One of the cooling systems for the Unit 2 reactor at Diablo Canyon nuclear power plant was inoperable for a year and a half due to a broken switch.
One of the cooling systems for the Unit 2 reactor at Diablo Canyon nuclear power plant was inoperable for a year and a half due to a broken switch. jjohnston@thetribunenews.com

A broken switch at Diablo Canyon nuclear power plant that left a reactor cooling system temporarily inoperable has prompted the Nuclear Regulatory Commission to cite the plant for a low-risk safety finding.

The NRC issued a “white finding” Thursday, claiming the plant failed to adequately maintain an aspect of its emergency core cooling system, resulting in a low-to-moderate safety risk at the plant. The NRC evaluates regulatory performance at nuclear plants by color-coding inspection findings as green, white, yellow or red, in order of increasing safety significance.

PG&E has since corrected the situation, spokesman Blair Jones said, and it plans to appeal the finding.

“We are absolutely committed to the highest safety standards,” he said. “This relentless focus on safety led us to discover this issue and make immediate repairs. We believe it is not reflective of current plant performance.”

The two units at Diablo Canyon are each equipped with two emergency core cooling systems, which use water to cool the reactors if an accident or malfunction occurs. During a scheduled test in May, workers discovered that one of the cooling systems for Unit 2 was inoperable for up to a year and a half; that particular system had last been checked in October 2014.

The problem was determined to be a limit switch that was installed in a way that had it operating beyond its optimal capacity.

Jones said that because there are two cooling systems per reactor, there would have been little risk to the public in the event an accident had occurred while the switch was not working.

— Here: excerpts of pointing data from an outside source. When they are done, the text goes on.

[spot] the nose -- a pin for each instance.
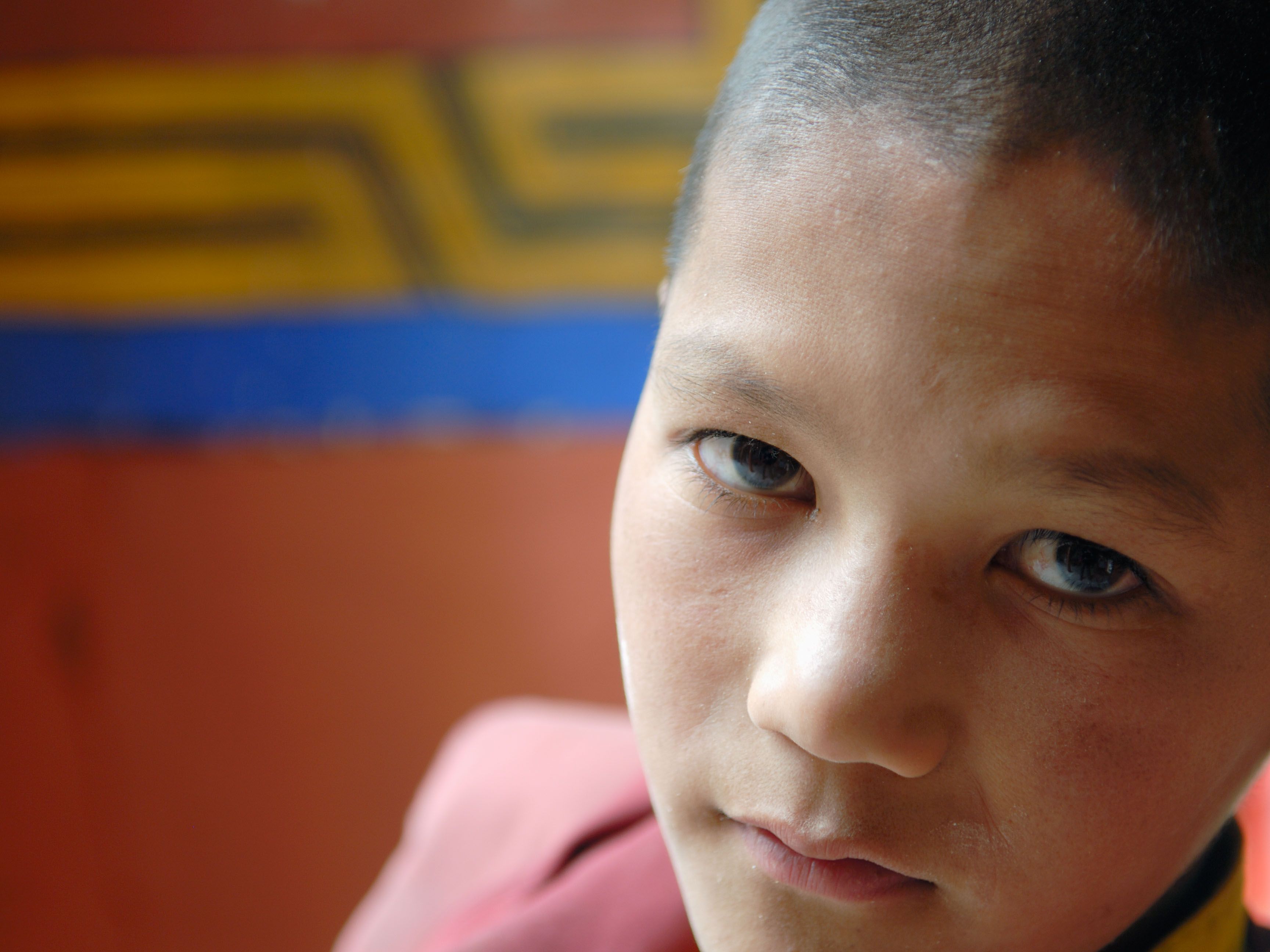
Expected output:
(850, 672)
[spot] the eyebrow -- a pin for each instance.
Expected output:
(1179, 506)
(704, 367)
(709, 368)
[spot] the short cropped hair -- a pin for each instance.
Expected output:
(1172, 95)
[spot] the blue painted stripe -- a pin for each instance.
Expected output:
(437, 362)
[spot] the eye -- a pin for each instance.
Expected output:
(747, 465)
(1072, 565)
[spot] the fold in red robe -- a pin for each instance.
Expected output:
(531, 833)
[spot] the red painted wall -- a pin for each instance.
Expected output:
(64, 28)
(223, 671)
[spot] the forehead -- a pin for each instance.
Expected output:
(865, 271)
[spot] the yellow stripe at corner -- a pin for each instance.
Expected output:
(1219, 927)
(161, 187)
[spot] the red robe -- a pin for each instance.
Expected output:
(532, 832)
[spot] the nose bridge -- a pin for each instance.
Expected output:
(849, 671)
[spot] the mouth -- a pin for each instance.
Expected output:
(845, 879)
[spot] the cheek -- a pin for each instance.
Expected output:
(1111, 748)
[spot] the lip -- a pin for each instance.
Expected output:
(843, 877)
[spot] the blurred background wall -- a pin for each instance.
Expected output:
(320, 327)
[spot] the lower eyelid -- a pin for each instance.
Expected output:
(738, 504)
(1127, 611)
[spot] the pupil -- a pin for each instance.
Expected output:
(1090, 568)
(765, 466)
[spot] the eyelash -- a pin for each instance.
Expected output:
(1063, 606)
(736, 504)
(1071, 607)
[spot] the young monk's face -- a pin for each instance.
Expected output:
(978, 610)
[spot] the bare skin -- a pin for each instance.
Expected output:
(886, 657)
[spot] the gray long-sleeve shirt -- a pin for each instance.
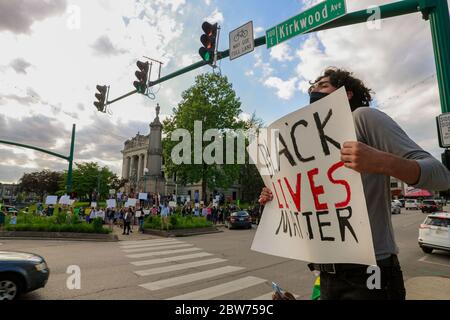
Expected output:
(379, 131)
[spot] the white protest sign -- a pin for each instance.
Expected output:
(64, 199)
(241, 40)
(51, 200)
(143, 196)
(111, 203)
(131, 202)
(318, 213)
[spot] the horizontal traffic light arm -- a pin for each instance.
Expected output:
(386, 11)
(36, 148)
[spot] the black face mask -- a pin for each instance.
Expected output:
(315, 96)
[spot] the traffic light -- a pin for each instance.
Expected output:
(446, 158)
(142, 75)
(208, 39)
(101, 97)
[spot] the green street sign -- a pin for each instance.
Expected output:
(308, 20)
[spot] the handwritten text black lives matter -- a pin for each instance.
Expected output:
(293, 218)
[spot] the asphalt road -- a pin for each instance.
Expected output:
(217, 266)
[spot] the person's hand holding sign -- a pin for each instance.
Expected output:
(365, 159)
(266, 196)
(362, 158)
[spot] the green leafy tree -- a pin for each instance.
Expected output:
(212, 101)
(41, 182)
(89, 177)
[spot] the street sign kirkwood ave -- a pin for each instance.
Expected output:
(308, 20)
(443, 123)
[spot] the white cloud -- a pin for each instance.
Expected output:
(60, 84)
(285, 89)
(282, 52)
(265, 67)
(388, 67)
(215, 16)
(258, 31)
(244, 116)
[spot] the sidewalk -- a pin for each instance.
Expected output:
(428, 288)
(134, 236)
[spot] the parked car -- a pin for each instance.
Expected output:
(397, 203)
(430, 206)
(10, 209)
(434, 232)
(20, 273)
(395, 208)
(239, 219)
(411, 204)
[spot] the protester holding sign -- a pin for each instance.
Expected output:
(382, 150)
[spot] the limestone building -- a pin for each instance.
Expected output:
(143, 166)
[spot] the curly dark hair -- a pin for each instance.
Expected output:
(340, 77)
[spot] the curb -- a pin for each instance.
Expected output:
(70, 236)
(182, 232)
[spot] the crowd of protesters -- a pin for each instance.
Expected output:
(130, 218)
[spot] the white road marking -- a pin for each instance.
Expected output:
(145, 241)
(183, 245)
(174, 281)
(221, 289)
(268, 296)
(157, 244)
(177, 267)
(170, 259)
(160, 253)
(424, 259)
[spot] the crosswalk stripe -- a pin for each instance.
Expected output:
(171, 259)
(145, 241)
(157, 244)
(174, 281)
(221, 289)
(268, 296)
(183, 245)
(177, 267)
(160, 253)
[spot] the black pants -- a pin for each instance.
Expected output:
(352, 284)
(126, 227)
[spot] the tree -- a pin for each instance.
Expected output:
(212, 101)
(89, 177)
(41, 182)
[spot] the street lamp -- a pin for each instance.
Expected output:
(145, 179)
(133, 178)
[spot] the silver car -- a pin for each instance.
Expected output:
(395, 209)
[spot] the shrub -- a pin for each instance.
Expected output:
(178, 222)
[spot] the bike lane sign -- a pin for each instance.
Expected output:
(241, 40)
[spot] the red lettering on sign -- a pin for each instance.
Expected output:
(276, 193)
(332, 169)
(316, 190)
(295, 195)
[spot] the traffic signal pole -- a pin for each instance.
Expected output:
(67, 158)
(434, 10)
(440, 32)
(70, 159)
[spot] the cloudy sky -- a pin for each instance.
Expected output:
(54, 52)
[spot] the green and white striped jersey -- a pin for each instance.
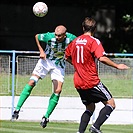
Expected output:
(55, 51)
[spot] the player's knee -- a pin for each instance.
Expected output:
(57, 91)
(33, 80)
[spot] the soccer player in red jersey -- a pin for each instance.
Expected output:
(82, 54)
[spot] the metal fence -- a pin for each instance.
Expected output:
(16, 68)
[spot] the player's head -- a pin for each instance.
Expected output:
(89, 25)
(60, 33)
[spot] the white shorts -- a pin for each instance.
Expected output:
(43, 67)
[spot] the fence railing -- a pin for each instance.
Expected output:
(16, 68)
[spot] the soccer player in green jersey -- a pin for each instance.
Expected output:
(51, 61)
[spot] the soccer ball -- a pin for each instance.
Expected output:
(40, 9)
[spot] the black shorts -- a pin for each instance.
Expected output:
(96, 94)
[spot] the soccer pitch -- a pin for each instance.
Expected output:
(56, 127)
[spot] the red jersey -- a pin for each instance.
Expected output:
(83, 51)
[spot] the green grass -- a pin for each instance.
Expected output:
(56, 127)
(119, 85)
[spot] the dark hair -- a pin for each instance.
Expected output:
(89, 24)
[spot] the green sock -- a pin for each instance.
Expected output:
(52, 104)
(24, 95)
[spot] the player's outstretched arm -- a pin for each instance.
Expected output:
(109, 62)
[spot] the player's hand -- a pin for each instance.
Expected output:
(43, 56)
(122, 66)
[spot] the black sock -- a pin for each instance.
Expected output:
(103, 116)
(85, 118)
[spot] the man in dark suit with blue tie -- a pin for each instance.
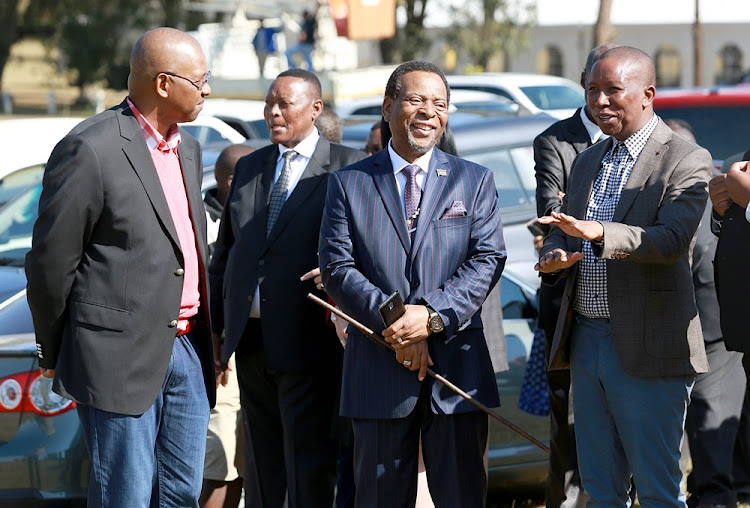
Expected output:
(287, 355)
(415, 219)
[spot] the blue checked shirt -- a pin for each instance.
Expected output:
(591, 286)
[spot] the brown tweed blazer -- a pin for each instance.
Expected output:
(655, 323)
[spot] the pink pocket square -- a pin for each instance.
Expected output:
(457, 209)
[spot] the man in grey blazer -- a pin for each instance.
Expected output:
(628, 326)
(287, 354)
(554, 152)
(415, 219)
(117, 286)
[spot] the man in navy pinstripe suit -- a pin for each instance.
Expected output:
(414, 219)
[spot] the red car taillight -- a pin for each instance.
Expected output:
(30, 392)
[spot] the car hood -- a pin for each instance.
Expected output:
(12, 280)
(21, 343)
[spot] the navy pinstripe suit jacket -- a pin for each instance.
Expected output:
(366, 254)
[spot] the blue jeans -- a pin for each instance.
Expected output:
(625, 424)
(155, 459)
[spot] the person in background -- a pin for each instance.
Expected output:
(117, 286)
(329, 125)
(214, 199)
(628, 327)
(554, 152)
(222, 469)
(288, 358)
(306, 44)
(264, 45)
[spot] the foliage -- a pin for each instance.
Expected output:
(487, 28)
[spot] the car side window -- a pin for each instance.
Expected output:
(510, 190)
(514, 301)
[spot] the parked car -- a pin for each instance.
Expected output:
(244, 116)
(30, 142)
(538, 93)
(42, 453)
(461, 100)
(209, 130)
(719, 116)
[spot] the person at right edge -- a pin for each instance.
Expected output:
(554, 151)
(628, 327)
(415, 219)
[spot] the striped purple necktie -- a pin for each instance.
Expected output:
(412, 196)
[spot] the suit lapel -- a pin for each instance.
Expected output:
(138, 154)
(190, 174)
(385, 182)
(316, 167)
(648, 160)
(433, 191)
(579, 136)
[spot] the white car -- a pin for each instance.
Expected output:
(208, 129)
(245, 116)
(29, 143)
(461, 100)
(539, 93)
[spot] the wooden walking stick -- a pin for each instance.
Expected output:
(378, 339)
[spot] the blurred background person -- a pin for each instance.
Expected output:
(329, 125)
(222, 469)
(264, 45)
(306, 43)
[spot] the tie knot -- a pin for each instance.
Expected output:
(411, 170)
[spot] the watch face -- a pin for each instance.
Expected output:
(436, 324)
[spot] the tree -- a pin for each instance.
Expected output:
(9, 20)
(486, 28)
(604, 32)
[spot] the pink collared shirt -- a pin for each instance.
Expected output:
(167, 163)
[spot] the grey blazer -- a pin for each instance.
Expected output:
(296, 334)
(655, 323)
(105, 267)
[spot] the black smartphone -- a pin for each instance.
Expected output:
(392, 309)
(535, 228)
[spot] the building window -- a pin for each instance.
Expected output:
(668, 65)
(549, 61)
(729, 65)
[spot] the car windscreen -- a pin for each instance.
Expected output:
(554, 96)
(17, 219)
(513, 170)
(722, 130)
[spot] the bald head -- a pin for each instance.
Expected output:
(224, 168)
(620, 91)
(637, 64)
(168, 77)
(594, 55)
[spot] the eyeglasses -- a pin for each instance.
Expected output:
(197, 84)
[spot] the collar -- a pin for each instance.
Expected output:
(154, 139)
(305, 148)
(399, 162)
(595, 133)
(637, 141)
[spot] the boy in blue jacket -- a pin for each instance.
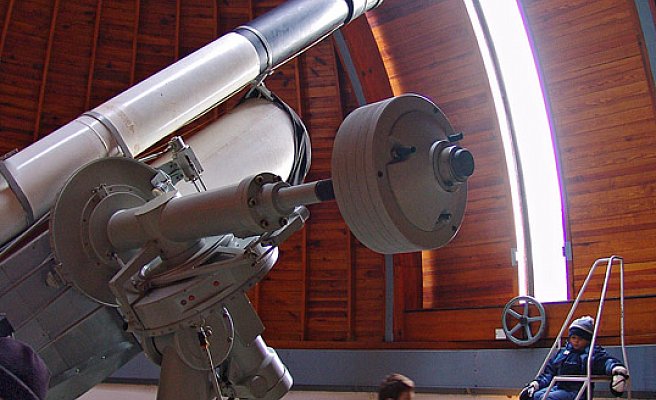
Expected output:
(573, 360)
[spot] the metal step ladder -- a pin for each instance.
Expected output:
(588, 379)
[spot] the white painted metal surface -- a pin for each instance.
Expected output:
(257, 136)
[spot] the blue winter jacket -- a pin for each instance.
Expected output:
(571, 362)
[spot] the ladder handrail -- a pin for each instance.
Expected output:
(558, 342)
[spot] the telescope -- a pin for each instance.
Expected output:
(107, 253)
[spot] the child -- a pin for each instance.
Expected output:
(573, 360)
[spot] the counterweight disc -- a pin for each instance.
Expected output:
(398, 175)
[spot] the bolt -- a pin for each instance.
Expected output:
(444, 217)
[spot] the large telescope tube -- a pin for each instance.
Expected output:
(142, 115)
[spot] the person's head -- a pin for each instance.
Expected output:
(396, 387)
(23, 374)
(580, 332)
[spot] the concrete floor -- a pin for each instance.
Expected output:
(149, 392)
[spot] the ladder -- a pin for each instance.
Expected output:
(588, 379)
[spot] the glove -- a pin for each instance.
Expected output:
(527, 392)
(618, 381)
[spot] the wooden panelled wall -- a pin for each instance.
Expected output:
(60, 58)
(596, 75)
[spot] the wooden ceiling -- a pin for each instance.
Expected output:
(59, 58)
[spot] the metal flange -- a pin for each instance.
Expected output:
(79, 221)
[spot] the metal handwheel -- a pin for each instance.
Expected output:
(527, 326)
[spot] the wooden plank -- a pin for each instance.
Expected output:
(92, 59)
(44, 76)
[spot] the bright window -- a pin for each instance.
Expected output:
(528, 144)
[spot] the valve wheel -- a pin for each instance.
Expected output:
(526, 326)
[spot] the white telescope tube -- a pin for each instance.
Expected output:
(142, 115)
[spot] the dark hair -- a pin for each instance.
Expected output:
(394, 385)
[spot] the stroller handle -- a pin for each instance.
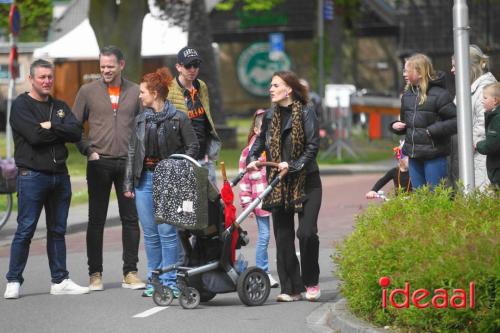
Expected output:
(272, 165)
(259, 164)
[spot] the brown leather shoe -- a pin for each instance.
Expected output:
(132, 281)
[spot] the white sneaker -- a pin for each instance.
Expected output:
(12, 290)
(272, 281)
(67, 287)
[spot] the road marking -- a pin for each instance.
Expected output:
(150, 312)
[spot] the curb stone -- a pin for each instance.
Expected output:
(341, 320)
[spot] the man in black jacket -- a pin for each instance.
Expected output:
(41, 126)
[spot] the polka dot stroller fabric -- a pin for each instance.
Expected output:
(180, 194)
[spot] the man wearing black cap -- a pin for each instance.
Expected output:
(190, 95)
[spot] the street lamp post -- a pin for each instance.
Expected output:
(462, 85)
(14, 25)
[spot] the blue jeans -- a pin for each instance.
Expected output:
(37, 190)
(427, 172)
(160, 240)
(210, 166)
(261, 256)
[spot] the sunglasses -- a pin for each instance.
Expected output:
(191, 65)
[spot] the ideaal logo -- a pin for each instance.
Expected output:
(440, 297)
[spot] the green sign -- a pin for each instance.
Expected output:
(255, 69)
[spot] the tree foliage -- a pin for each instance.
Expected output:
(120, 24)
(36, 16)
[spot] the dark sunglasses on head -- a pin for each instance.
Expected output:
(191, 65)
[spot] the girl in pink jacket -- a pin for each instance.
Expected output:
(253, 184)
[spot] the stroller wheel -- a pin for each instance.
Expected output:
(189, 298)
(253, 286)
(206, 296)
(163, 296)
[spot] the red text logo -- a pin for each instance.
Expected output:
(440, 297)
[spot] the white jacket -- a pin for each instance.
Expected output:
(478, 130)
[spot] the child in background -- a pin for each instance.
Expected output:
(491, 145)
(253, 184)
(399, 175)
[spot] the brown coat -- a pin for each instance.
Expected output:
(108, 134)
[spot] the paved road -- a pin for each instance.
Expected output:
(114, 309)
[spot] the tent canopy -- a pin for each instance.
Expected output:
(159, 38)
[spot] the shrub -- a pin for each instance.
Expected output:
(432, 241)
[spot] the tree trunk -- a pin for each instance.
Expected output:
(121, 25)
(200, 37)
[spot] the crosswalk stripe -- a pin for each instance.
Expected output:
(150, 312)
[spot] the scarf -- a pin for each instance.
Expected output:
(154, 129)
(290, 192)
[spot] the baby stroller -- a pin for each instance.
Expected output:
(208, 266)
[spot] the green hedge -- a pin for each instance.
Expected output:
(432, 241)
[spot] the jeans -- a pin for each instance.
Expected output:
(286, 260)
(37, 190)
(210, 165)
(427, 172)
(101, 174)
(261, 256)
(160, 240)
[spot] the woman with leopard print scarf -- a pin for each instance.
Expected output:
(290, 134)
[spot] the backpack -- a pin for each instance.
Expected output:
(180, 195)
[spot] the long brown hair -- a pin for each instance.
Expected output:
(158, 81)
(299, 92)
(258, 116)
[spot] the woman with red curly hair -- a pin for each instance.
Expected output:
(160, 131)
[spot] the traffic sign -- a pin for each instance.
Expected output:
(14, 20)
(276, 45)
(13, 63)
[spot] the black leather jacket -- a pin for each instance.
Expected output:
(178, 138)
(311, 132)
(429, 126)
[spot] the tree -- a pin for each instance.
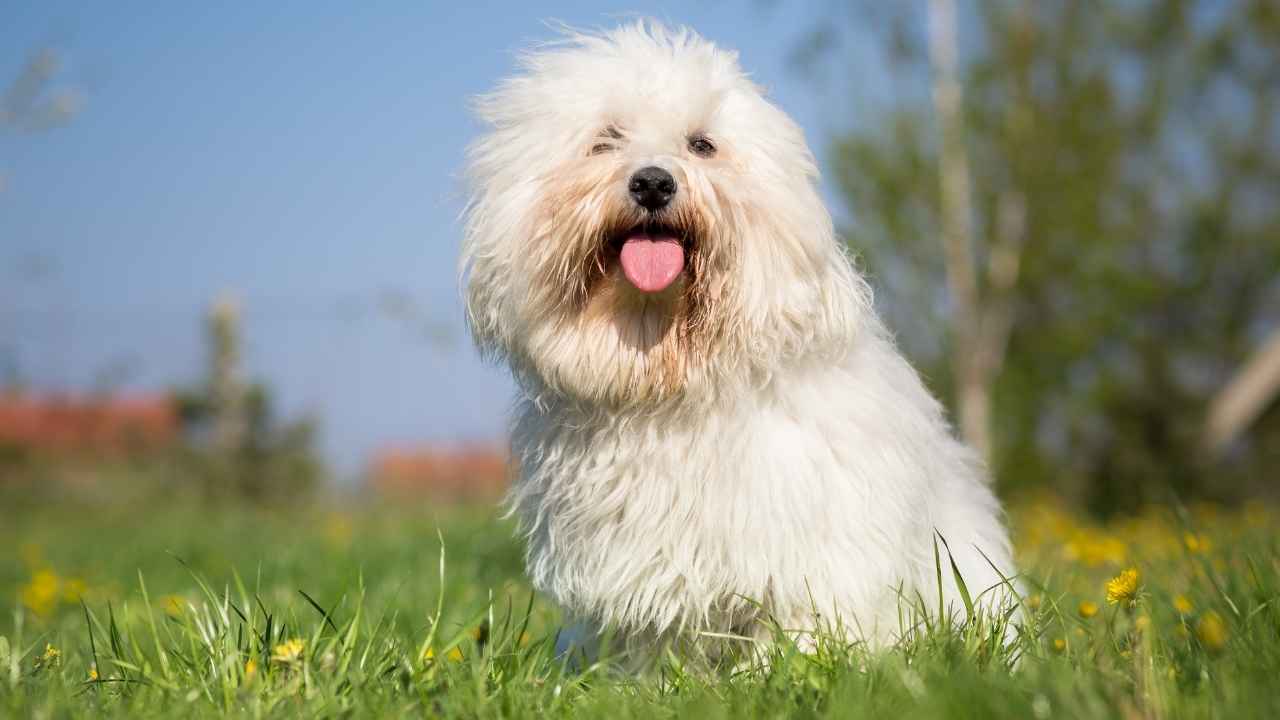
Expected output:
(1106, 256)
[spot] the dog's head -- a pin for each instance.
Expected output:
(644, 224)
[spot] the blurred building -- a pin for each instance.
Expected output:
(88, 425)
(442, 473)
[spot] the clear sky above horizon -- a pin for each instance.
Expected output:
(305, 158)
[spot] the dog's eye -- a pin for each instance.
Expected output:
(611, 133)
(702, 145)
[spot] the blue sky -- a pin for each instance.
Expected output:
(305, 156)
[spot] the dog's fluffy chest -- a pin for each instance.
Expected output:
(705, 520)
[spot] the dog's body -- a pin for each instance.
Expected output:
(713, 428)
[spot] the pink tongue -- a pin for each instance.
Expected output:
(652, 263)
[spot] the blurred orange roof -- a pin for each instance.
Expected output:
(69, 424)
(444, 473)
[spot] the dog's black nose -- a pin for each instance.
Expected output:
(652, 187)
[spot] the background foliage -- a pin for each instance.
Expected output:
(1143, 140)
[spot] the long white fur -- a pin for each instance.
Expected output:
(792, 465)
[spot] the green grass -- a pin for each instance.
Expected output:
(190, 611)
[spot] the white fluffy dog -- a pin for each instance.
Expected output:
(714, 431)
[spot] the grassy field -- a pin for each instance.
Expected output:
(177, 610)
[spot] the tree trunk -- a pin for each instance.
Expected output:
(1244, 396)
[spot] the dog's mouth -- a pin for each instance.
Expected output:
(652, 255)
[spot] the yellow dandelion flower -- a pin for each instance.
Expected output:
(1211, 630)
(40, 595)
(288, 652)
(1123, 587)
(173, 605)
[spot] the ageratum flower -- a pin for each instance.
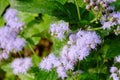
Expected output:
(9, 41)
(58, 29)
(77, 48)
(21, 65)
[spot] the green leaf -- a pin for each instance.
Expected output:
(6, 67)
(2, 22)
(114, 47)
(39, 6)
(57, 45)
(35, 60)
(3, 5)
(34, 30)
(116, 4)
(44, 75)
(26, 76)
(26, 17)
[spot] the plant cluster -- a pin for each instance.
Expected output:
(60, 39)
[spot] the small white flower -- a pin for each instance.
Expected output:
(58, 29)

“We also believe that in the unlikely event this system were needed, our professional operators, who continually train and drill to meet any potential emergency, would have successfully responded to ensure the equipment met its function,” he said.

If the utility’s appeal is unsuccessful, it means there will be an additional NRC inspection of the plant in the coming year. (The plant already undergoes an annual inspection, per federal law.)